How can choice fail in ZF? I don't see how the Axiom of Choice can fail in ZF.  By transfinite induction you can demonstrate larger and larger ordinals, using union and pairing to show the successor and limit steps, so that for any set there exists a one to one correspondence with at least one of these ordinals.  "Following the arrow" of this one to one correspondence assigns ordinals (elements of the ordinal) to the elements of the set, which produces a well ordering of the set.  For a set to exist with no well ordering, there has to be a cardinality (that of the set) that is bigger than any ordinal.  The transfinite induction mentioned above has to fail before reaching that cardinality.  How does that happen?  I'm no mathematician so appreciate a correction in simple terms if possible.
 A: I suppose that you mean the proof of the well-ordering theorem.
You construct an injective function from a set $X$ into an ordinal. At each step you choose an arbitrary element. And at limit steps you want to be sure that all your previous steps are coherent.
And these two things you can't really pull transfinitely without the axiom of choice. The proof, without choice, really just give you two things:


*

*If you could construct a partial injection into $\alpha$, and the domain of the partial injection is not the entire set, then you can extend it by one step.
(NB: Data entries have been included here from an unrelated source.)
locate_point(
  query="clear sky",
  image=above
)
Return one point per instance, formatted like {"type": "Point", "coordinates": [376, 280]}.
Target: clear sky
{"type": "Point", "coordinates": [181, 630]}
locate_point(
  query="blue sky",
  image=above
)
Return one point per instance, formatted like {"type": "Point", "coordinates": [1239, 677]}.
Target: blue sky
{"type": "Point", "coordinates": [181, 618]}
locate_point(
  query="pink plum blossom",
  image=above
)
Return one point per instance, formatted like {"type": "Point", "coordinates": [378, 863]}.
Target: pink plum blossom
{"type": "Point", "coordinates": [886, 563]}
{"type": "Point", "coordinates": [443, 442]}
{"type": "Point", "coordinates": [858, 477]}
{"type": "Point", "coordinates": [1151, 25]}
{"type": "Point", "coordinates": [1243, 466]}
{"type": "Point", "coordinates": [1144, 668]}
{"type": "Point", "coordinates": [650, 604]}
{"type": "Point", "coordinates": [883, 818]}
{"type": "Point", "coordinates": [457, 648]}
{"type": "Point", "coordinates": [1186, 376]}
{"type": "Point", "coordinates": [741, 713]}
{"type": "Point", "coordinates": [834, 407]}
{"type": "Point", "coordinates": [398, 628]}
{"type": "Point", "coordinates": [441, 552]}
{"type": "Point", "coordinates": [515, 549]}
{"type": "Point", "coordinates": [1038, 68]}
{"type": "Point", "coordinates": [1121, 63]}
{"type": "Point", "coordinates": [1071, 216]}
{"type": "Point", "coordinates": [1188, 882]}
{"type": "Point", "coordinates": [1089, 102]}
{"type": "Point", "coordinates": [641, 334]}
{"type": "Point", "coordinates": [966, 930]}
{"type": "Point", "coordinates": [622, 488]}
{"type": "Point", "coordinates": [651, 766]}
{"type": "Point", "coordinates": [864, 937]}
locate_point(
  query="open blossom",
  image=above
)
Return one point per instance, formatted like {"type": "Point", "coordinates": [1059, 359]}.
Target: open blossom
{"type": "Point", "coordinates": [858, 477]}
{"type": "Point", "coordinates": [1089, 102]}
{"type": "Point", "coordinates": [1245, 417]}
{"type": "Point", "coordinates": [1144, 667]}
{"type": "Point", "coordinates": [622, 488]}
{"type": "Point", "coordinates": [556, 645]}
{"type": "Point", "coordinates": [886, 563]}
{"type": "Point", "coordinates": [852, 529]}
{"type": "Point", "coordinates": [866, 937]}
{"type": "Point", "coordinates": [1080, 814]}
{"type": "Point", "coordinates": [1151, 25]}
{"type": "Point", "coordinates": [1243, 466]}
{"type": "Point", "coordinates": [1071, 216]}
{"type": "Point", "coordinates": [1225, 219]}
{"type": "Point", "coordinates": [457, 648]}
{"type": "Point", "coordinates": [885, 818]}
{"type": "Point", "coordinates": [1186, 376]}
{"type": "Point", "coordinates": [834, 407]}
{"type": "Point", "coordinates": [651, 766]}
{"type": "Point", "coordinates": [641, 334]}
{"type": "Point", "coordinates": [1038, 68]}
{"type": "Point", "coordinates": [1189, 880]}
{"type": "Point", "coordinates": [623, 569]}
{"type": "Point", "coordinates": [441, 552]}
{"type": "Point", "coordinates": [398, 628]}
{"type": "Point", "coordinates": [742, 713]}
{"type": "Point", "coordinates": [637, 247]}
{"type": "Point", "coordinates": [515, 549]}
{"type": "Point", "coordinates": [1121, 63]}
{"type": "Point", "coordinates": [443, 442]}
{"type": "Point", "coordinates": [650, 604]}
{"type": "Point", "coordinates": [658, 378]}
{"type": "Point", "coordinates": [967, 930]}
*If you could construct a sequence of partial injections into an increasing sequence of ordinals, and the partial injections are compatible, then the union is a partial injection from the union of the domains into the limit of the sequence.
But in order to ensure that you actually have this sequence at limit steps, you needed the axiom of choice.
This is a detail often forgotten, but what you really do when you begin this proof is fix a choice function on non-empty subset of $X$, and at each step you use the choice function to "guess" the next element to be chosen; and this also ensures that at a limit step the injections are compatible, since you never mapped two elements to the same ordinal or tried to give one element two values.
And just let me finish by remarking that for a set to be non well-orderable, you don't have it with cardinality "bigger than all the ordinals", rather you have it with cardinality incomparable with most of the ordinals.
A: You are correct that you can construct the ordinals and prove they can have unboundedly large cardinality without Choice.  However, the problem with your argument is that you can't explicitly write down a correspondence between elements of your set and ordinals without a choice function on subsets of your set.
To see this more clearly, let's make your argument more precise.  Fix a set $S$.  You are trying to well-order $S$ by defining a function $F:Ord\to S$ by induction as follows.  Having defined $F(\beta)$ for all $\beta<\alpha$, you defined $F(\alpha)$ to be some element of $S$ which is not equal to $F(\beta)$ for any $\beta<\alpha$, if such an element exists.  If not, you stop the induction.
If this induction stops, great: if you stop at $\alpha$, that means that $F$ is a bijection between the ordinals less than $\alpha$ and $S$, which you can use to well-order $S$.  If this induction never stops, it defines an injection $F:Ord\to S$ ($S$ has "cardinality that is bigger than any ordinal", in your words).  Since the ordinals form a proper class, this contradicts the Axiom of Replacement.
However, there is a problem with the above argument: the function $F$ is not precisely defined!  To define $F(\alpha)$, you have to specify how you are choosing an element of $S$ which is not equal to $F(\beta)$ for any $\beta<\alpha$.  If you have a choice function $c$ on the nonempty subsets of $S$, this is easy: just define $F(\alpha)=c(S\setminus\{F(\beta)\}_{\beta<\alpha})$.  But without such a choice function, there is no way to define $F(\alpha)$ in general.
As a final note, in the absence of Choice, it is not true that cardinalites are totally ordered.  So just because the cardinalities of ordinals are unbounded, that doesn't mean you can't have another cardinality which is not smaller than that of any ordinal: such a cardinality must simply be incomparable with (neither less than nor greater than) the cardinalities of most ordinals.